Error thrown when calling fit on RFECV of a pipeline with n_jobs=-1 in version 0.20.0
See original GitHub issueDescription
Error thrown when calling fit on RFECV of a pipeline with n_jobs=-1 in version 0.20.0 This wasn’t a problem on version 0.19.2 and previous. It also works when n_jobs in RFECV is not declared or is equal to 1. Why is a pipeline not pickable?
Steps/Code to Reproduce
# Load libraries
import numpy as np
import pandas as pd
import seaborn as sns
from sklearn import linear_model, datasets
from sklearn.model_selection import GridSearchCV
from sklearn import feature_selection
from sklearn import preprocessing
from sklearn.model_selection import StratifiedKFold
from sklearn.ensemble import ExtraTreesRegressor
from sklearn.pipeline import Pipeline
# Load data
iris = sns.load_dataset("iris")
iris.head()
# 1. Instatiate
le = preprocessing.LabelEncoder()
# 2/3. Fit and transform
X = iris.apply(le.fit_transform)
target = X['species']
del X['species']
#Class defining
class PipelineRFE(Pipeline):
def fit(self, X, y=None, **fit_params):
super(PipelineRFE, self).fit(X, y, **fit_params)

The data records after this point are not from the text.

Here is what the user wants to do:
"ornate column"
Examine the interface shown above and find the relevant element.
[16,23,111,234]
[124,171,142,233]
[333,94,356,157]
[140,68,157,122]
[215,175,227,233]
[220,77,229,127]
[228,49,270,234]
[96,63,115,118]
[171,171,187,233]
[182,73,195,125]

self.feature_importances_ = self.steps[-1][-1].feature_importances_
return self
#pipeline
pipe = PipelineRFE([
('std_scaler', preprocessing.StandardScaler()),
("ET", ExtraTreesRegressor(random_state=42, n_estimators=250))
])
# Sets RNG seed to reproduce results
kf = StratifiedKFold(random_state=42)
feature_selector_cv = feature_selection.RFECV(pipe, cv=kf, step=1, scoring="neg_mean_squared_error", n_jobs=-1)
feature_selector_cv.fit(X, target)
selected_features = X.columns.values[feature_selector_cv.support_].tolist()
print(selected_features)
Expected Results
No error is thrown. Prints selected_features.
Actual Results
No handlers could be found for logger "concurrent.futures"
---------------------------------------------------------------------------
BrokenProcessPool Traceback (most recent call last)
<ipython-input-11-676fd87a9b51> in <module>()
10
11 feature_selector_cv = feature_selection.RFECV(pipe, cv=10, step=1, scoring="neg_mean_squared_error", n_jobs=-1)
---> 12 feature_selector_cv.fit(X, target)
/Library/Frameworks/Python.framework/Versions/2.7/lib/python2.7/site-packages/sklearn/feature_selection/rfe.pyc in fit(self, X, y, groups)
510 scores = parallel(
511 func(rfe, self.estimator, X, y, train, test, scorer)
--> 512 for train, test in cv.split(X, y, groups))
513
514 scores = np.sum(scores, axis=0)
/Library/Frameworks/Python.framework/Versions/2.7/lib/python2.7/site-packages/sklearn/externals/joblib/parallel.pyc in __call__(self, iterable)
994
995 with self._backend.retrieval_context():
--> 996 self.retrieve()
997 # Make sure that we get a last message telling us we are done
998 elapsed_time = time.time() - self._start_time
/Library/Frameworks/Python.framework/Versions/2.7/lib/python2.7/site-packages/sklearn/externals/joblib/parallel.pyc in retrieve(self)
897 try:
898 if getattr(self._backend, 'supports_timeout', False):
--> 899 self._output.extend(job.get(timeout=self.timeout))
900 else:
901 self._output.extend(job.get())
/Library/Frameworks/Python.framework/Versions/2.7/lib/python2.7/site-packages/sklearn/externals/joblib/_parallel_backends.pyc in wrap_future_result(future, timeout)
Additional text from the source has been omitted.